Dolly is our other new barn addition. She is a black Pygmy doe. So far, Not Negan is not at all interested in her. He is quite amorous 24/7, so that is a little surprising. He is so infatuated with Bess, our 20-year-old mini donkey, that attempting to mount her is taking up all of his time.
You see, dear fellow preppers, Not Negan fancies himself part of the equine herd. Except when he is romancing Pearl, he spends all of his time with the big herd.
The only bad part of this situation is the habit of grazing and not browsing that he developed. I did not need another mouth eating off of our pasture. The goats are supposed to browse and keep the woods cut back and eat all of the things that the horses prefer not to – or cannot eat.

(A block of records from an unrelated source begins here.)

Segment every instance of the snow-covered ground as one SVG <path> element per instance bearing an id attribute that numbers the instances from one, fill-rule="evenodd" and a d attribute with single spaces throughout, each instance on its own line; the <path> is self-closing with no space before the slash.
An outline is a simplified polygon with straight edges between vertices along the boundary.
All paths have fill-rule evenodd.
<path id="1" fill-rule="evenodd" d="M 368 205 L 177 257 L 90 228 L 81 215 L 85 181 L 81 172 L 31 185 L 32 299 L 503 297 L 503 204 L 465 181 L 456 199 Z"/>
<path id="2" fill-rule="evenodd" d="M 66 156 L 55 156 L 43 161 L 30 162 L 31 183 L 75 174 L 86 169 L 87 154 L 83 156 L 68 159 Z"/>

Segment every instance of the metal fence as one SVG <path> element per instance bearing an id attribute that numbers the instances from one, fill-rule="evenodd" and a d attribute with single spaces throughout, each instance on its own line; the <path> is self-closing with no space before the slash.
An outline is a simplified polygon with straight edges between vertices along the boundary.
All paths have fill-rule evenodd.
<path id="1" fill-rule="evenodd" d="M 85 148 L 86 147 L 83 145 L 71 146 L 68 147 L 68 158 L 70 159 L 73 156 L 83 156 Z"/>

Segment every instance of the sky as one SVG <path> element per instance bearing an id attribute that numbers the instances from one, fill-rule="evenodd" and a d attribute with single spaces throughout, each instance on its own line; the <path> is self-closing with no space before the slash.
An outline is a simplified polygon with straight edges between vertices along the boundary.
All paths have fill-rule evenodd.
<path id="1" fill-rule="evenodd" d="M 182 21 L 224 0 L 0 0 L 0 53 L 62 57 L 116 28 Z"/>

Not Negan is as voracious of an eater as he is a lover. So, he still browses, but prefers to just stand under my Ruby (the beauty shown in the feature photo) and graze.
My Ru gets a bad rap as a mean girl – as most mare’s are, especially lead mares, but she can down right affectionate and sweet when she wants to – as her gently giving a “head hug” in the photo shows. She is instinctively gentle with children.
Ruby does not like men, only one is able to ride her, and she gives him one heck of a ride. She does well with my Bobby from a care perspective, he has absolutely no desire to saddle her up, which is probably a good thing.
Other preps this week include making and canning some bean soup, harvesting more tomatoes and peppers from our fall garden, and adding more firewood to our stockpile.
There is a lot of deer hunting going on at our survival homestead right now, I am hoping our butcher shop gets put to great use this weekend – I am eager to try out a new deer jerky recipe in my dehydrator.
This Week’s Questions
- If you keep livestock of any size, how are you prepping to keep them fed during a long-term disaster?
- What livestock do you think will make the best barter during and after a SHTF event?
- Do you know how to process meat that you are raising or plan to hunt – or is that a skill you want to learn?
- What did you do to prep this week?